Nella adozione delle graduazioni o pesature delle posizioni dirigenziali le amministrazioni devono rispettare i vincoli di informazione e partecipazione dei soggetti sindacali. Esse non sono obbligate a modificare le graduazioni delle articolazioni organizzative che non sono direttamente interessate da modifiche di attribuzioni e/o competenze. È questa una indicazione assai importante sul terreno operativo, visto che ne scaturisce la conseguenza che tali modifiche vanno adottate solamente nel caso di mutamenti che, possiamo aggiungere, significativi dei compiti dei dirigenti.
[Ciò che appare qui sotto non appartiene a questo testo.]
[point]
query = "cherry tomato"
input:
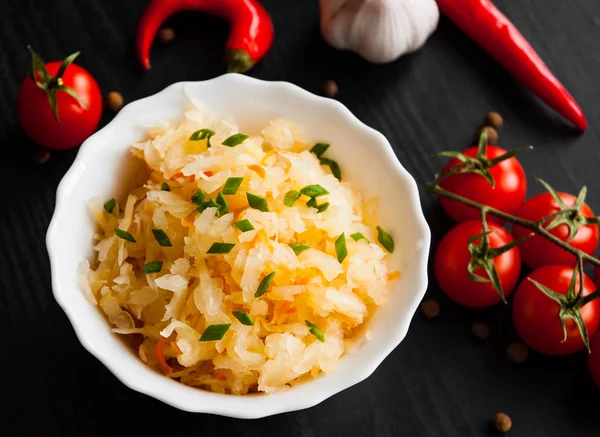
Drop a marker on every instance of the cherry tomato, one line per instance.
(507, 194)
(77, 121)
(594, 360)
(537, 251)
(452, 259)
(536, 316)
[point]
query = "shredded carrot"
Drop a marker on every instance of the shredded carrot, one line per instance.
(284, 307)
(258, 169)
(175, 347)
(394, 275)
(187, 224)
(160, 356)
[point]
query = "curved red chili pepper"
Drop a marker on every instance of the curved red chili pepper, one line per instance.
(490, 28)
(251, 33)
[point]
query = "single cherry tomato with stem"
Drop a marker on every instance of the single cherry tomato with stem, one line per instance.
(552, 313)
(486, 174)
(577, 226)
(59, 104)
(464, 264)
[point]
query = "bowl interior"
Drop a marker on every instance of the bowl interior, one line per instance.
(105, 168)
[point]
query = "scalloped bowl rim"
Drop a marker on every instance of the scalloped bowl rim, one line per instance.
(143, 379)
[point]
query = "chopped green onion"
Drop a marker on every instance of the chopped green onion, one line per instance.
(319, 148)
(340, 248)
(208, 204)
(334, 166)
(231, 185)
(244, 318)
(201, 135)
(244, 225)
(152, 267)
(215, 332)
(322, 207)
(162, 238)
(314, 191)
(257, 202)
(220, 248)
(124, 235)
(234, 140)
(264, 285)
(385, 239)
(198, 197)
(358, 236)
(291, 197)
(110, 205)
(314, 330)
(223, 205)
(298, 248)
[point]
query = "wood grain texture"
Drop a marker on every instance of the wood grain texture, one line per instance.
(438, 382)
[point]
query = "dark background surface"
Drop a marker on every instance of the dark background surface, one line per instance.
(438, 382)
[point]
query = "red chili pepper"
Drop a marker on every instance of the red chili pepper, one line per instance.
(490, 28)
(251, 33)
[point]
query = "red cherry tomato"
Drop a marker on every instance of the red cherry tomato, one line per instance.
(507, 195)
(594, 360)
(537, 251)
(77, 122)
(536, 316)
(452, 259)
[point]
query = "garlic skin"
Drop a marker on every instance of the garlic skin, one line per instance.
(378, 30)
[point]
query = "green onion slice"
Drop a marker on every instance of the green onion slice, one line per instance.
(264, 284)
(244, 225)
(291, 197)
(257, 202)
(232, 185)
(215, 332)
(314, 191)
(319, 148)
(110, 205)
(198, 197)
(152, 267)
(314, 330)
(223, 205)
(124, 235)
(340, 248)
(202, 134)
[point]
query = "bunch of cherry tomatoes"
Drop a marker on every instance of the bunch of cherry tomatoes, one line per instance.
(536, 316)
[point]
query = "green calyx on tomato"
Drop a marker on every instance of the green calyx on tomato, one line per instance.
(479, 164)
(53, 84)
(570, 303)
(482, 256)
(569, 216)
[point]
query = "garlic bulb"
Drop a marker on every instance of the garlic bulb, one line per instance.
(378, 30)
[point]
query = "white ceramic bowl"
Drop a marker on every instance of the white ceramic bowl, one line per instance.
(366, 158)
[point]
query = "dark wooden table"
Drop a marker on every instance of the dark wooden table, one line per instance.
(438, 382)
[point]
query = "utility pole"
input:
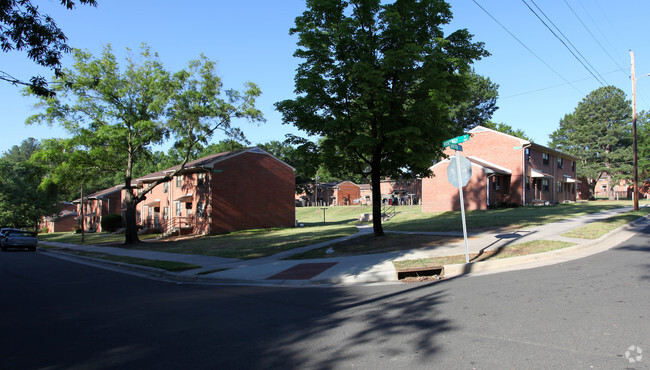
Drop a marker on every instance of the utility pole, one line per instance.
(635, 195)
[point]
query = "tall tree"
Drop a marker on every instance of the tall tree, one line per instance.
(480, 104)
(599, 131)
(24, 197)
(22, 27)
(643, 145)
(22, 152)
(379, 82)
(115, 116)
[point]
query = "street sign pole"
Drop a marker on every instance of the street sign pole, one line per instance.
(462, 207)
(454, 144)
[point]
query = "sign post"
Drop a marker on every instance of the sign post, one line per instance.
(463, 169)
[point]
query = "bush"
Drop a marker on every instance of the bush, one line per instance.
(111, 222)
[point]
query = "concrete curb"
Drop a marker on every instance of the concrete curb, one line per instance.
(384, 275)
(605, 242)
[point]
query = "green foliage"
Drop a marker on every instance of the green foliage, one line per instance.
(22, 152)
(379, 83)
(507, 129)
(24, 197)
(199, 107)
(116, 115)
(22, 27)
(111, 222)
(480, 104)
(643, 144)
(599, 132)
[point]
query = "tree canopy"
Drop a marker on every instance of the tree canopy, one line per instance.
(379, 83)
(599, 132)
(23, 27)
(25, 193)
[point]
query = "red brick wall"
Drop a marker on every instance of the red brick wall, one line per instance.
(346, 193)
(500, 149)
(252, 191)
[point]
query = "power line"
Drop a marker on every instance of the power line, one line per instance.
(597, 27)
(595, 39)
(562, 41)
(552, 87)
(526, 47)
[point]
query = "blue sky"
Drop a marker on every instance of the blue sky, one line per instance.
(250, 41)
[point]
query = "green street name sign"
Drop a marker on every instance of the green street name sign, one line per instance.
(456, 140)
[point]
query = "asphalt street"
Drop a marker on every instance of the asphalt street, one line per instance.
(587, 313)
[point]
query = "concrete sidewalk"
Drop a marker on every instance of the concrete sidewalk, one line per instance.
(373, 268)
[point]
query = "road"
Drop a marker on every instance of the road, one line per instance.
(582, 314)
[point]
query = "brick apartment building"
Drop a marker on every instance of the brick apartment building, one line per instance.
(98, 205)
(221, 193)
(505, 170)
(65, 220)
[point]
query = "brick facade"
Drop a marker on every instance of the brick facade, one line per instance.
(221, 193)
(98, 205)
(65, 220)
(347, 193)
(509, 170)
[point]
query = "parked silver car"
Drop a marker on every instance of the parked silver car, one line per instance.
(18, 239)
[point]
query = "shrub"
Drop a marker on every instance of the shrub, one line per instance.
(111, 222)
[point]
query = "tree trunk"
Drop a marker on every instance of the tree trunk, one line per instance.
(130, 224)
(375, 184)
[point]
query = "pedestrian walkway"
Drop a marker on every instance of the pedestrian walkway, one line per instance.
(378, 268)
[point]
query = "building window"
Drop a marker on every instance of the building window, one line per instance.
(495, 183)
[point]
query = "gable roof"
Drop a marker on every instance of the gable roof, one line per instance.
(102, 194)
(488, 167)
(525, 143)
(205, 162)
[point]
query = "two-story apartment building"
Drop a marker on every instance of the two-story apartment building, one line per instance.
(221, 193)
(98, 205)
(505, 170)
(65, 220)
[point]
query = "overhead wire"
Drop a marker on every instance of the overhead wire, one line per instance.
(594, 37)
(551, 87)
(562, 41)
(526, 47)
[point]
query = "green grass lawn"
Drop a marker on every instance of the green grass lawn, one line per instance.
(597, 229)
(251, 243)
(497, 218)
(89, 238)
(341, 221)
(164, 265)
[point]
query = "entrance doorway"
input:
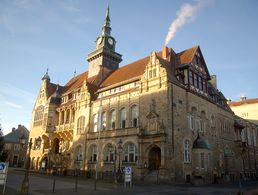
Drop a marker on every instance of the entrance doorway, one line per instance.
(154, 158)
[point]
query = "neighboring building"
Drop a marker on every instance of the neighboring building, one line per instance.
(246, 108)
(16, 154)
(163, 110)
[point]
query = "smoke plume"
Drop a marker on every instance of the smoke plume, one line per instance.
(185, 14)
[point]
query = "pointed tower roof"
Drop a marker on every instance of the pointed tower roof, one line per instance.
(106, 29)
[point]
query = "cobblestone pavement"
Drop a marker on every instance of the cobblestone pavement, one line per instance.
(43, 184)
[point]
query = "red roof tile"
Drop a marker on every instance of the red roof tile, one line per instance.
(241, 102)
(187, 55)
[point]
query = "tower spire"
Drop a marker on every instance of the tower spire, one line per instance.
(106, 29)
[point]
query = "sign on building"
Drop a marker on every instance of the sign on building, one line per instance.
(3, 174)
(128, 176)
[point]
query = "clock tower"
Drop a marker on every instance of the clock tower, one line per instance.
(104, 59)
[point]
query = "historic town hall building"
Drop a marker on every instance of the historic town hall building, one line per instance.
(163, 115)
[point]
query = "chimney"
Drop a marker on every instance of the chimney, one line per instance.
(165, 53)
(243, 98)
(228, 100)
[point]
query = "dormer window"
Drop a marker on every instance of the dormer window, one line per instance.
(195, 80)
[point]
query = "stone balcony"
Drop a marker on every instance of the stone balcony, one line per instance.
(114, 133)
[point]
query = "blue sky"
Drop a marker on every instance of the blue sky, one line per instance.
(58, 34)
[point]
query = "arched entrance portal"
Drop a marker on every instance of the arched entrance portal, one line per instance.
(154, 158)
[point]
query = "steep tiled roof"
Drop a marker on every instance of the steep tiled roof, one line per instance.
(16, 134)
(187, 55)
(75, 82)
(247, 101)
(124, 73)
(51, 87)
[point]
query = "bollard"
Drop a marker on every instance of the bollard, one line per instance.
(76, 180)
(54, 185)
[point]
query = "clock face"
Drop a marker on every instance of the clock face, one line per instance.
(110, 41)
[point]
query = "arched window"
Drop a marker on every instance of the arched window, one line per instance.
(93, 153)
(122, 118)
(78, 153)
(130, 152)
(80, 125)
(95, 123)
(38, 117)
(134, 115)
(187, 155)
(113, 119)
(103, 121)
(109, 153)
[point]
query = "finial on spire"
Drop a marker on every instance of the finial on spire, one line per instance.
(74, 73)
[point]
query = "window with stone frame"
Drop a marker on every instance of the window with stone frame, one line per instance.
(78, 153)
(202, 160)
(39, 115)
(187, 154)
(95, 123)
(103, 121)
(80, 125)
(130, 153)
(67, 120)
(113, 119)
(109, 153)
(134, 115)
(93, 153)
(123, 118)
(191, 77)
(203, 122)
(195, 80)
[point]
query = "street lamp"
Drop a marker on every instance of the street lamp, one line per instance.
(119, 150)
(25, 182)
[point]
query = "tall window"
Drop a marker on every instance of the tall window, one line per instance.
(191, 77)
(103, 121)
(95, 123)
(93, 153)
(204, 85)
(134, 115)
(254, 137)
(200, 83)
(195, 80)
(78, 153)
(113, 119)
(191, 122)
(122, 118)
(130, 152)
(202, 158)
(203, 122)
(38, 118)
(67, 116)
(187, 156)
(109, 153)
(80, 125)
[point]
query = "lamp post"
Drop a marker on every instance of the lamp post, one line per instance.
(25, 182)
(120, 150)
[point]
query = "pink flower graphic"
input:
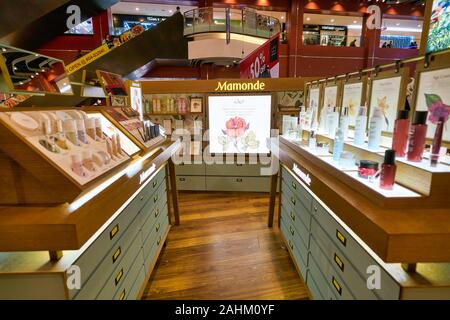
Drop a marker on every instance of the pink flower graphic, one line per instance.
(235, 127)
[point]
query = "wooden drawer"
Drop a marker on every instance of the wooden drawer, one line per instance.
(298, 232)
(156, 234)
(319, 280)
(239, 170)
(190, 169)
(340, 263)
(153, 209)
(245, 184)
(98, 278)
(295, 192)
(130, 278)
(115, 281)
(312, 286)
(191, 183)
(350, 248)
(298, 251)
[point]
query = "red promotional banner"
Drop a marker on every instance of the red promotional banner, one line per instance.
(262, 62)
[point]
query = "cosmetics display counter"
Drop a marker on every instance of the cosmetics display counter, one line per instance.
(96, 200)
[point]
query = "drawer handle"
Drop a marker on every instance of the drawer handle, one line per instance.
(117, 254)
(114, 231)
(339, 262)
(291, 245)
(337, 286)
(292, 216)
(118, 277)
(291, 230)
(341, 237)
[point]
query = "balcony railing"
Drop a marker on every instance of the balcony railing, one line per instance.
(247, 22)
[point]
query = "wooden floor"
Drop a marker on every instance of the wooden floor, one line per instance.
(223, 249)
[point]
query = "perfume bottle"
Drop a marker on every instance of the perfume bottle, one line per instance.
(332, 122)
(417, 136)
(437, 140)
(375, 127)
(388, 169)
(360, 126)
(401, 131)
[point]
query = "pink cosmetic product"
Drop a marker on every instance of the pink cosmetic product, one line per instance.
(77, 165)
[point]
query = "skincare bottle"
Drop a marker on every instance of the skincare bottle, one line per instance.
(401, 131)
(70, 129)
(312, 141)
(332, 122)
(360, 126)
(90, 128)
(81, 131)
(417, 136)
(375, 127)
(338, 145)
(437, 140)
(345, 122)
(388, 168)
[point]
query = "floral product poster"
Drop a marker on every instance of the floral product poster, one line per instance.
(433, 95)
(385, 95)
(352, 99)
(314, 96)
(239, 124)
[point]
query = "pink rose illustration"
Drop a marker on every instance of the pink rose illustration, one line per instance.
(235, 127)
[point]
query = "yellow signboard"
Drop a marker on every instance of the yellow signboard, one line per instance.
(87, 58)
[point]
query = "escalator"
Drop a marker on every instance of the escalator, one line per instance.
(131, 60)
(28, 24)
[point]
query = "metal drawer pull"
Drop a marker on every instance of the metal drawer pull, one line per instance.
(122, 295)
(339, 262)
(337, 286)
(341, 238)
(292, 216)
(118, 277)
(117, 254)
(114, 231)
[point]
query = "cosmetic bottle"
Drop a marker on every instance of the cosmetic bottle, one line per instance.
(99, 129)
(360, 126)
(345, 122)
(417, 136)
(401, 131)
(81, 131)
(70, 129)
(90, 128)
(338, 145)
(312, 140)
(437, 140)
(332, 122)
(375, 127)
(388, 169)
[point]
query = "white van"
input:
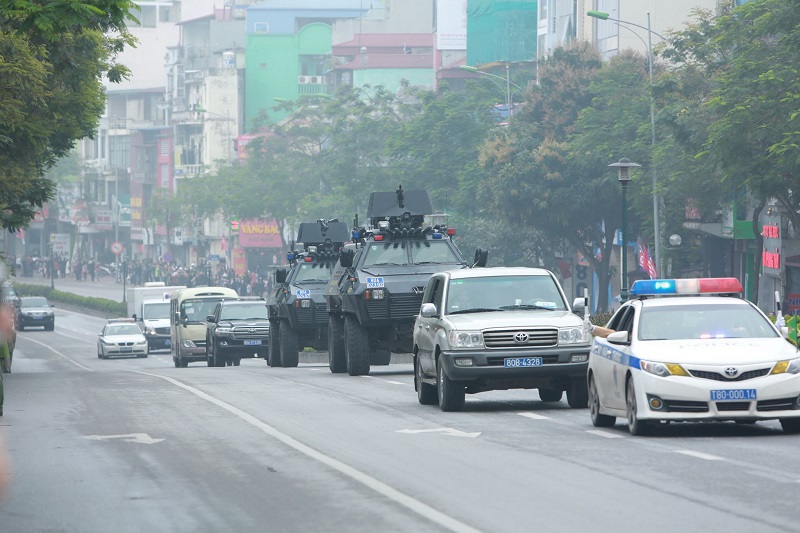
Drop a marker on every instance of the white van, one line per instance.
(188, 311)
Gli atti di macro organizzazione delle amministrazioni pubbliche sono esclusi dal vincolo della preventiva comunicazione di avvio del procedimento amministrativo. Inoltre, si deve evidenziare che nell'iter procedurale è stata garantita ampia pubblicità alla volontà dell'ente, come dimostrato ad esempio dal rispetto dei vincoli di informazione ai soggetti sindacali, per cui la scelta che l'ente andava a compiere era comunque conosciuta o conoscibile da parte degli interessati.

Non si può invocare la normativa che disciplina l'attività degli avvocati: per le Pa essa si limita a imporre la necessità che sia costituita un’Avvocatura, cui deve essere garantita un'ampia autonomia. E, ancora, prescrive che gli avvocati dipendenti o dirigenti pubblici non svolgano attività gestionali. Per cui non ha alcuna attinenza con la graduazione degli incarichi dirigenziali degli avvocati.

Infine, assume un notevole rilievo la definizione della ripartizione delle competenze del giudice amministrativo rispetto a quello ordinario. Viene richiamata la sentenza del Consiglio di Stato n. 4719/2017 e si arriva alla conclusione che la competenza spetta al giudice amministrativo tutte le volte che viene eccepito un vizio del provvedimento amministrativo che può produrre la lesione di un interesse legittimo, mentre il contenzioso spetta al giudice del lavoro se l'atto amministrativo attiene strettamente al rapporto di lavoro. Per cui siamo - nel caso specifico - nell'ambito della prima fattispecie perché il contenzioso ha come oggetto le scelte organizzative compiute dall'ente. Se nel caso specifico venisse invece lamentata una disparità di trattamento, quindi una errata applicazione della metodologia definita dall'ente, la competenza a giudicare deve essere ritenuta attribuita al giudice del lavoro.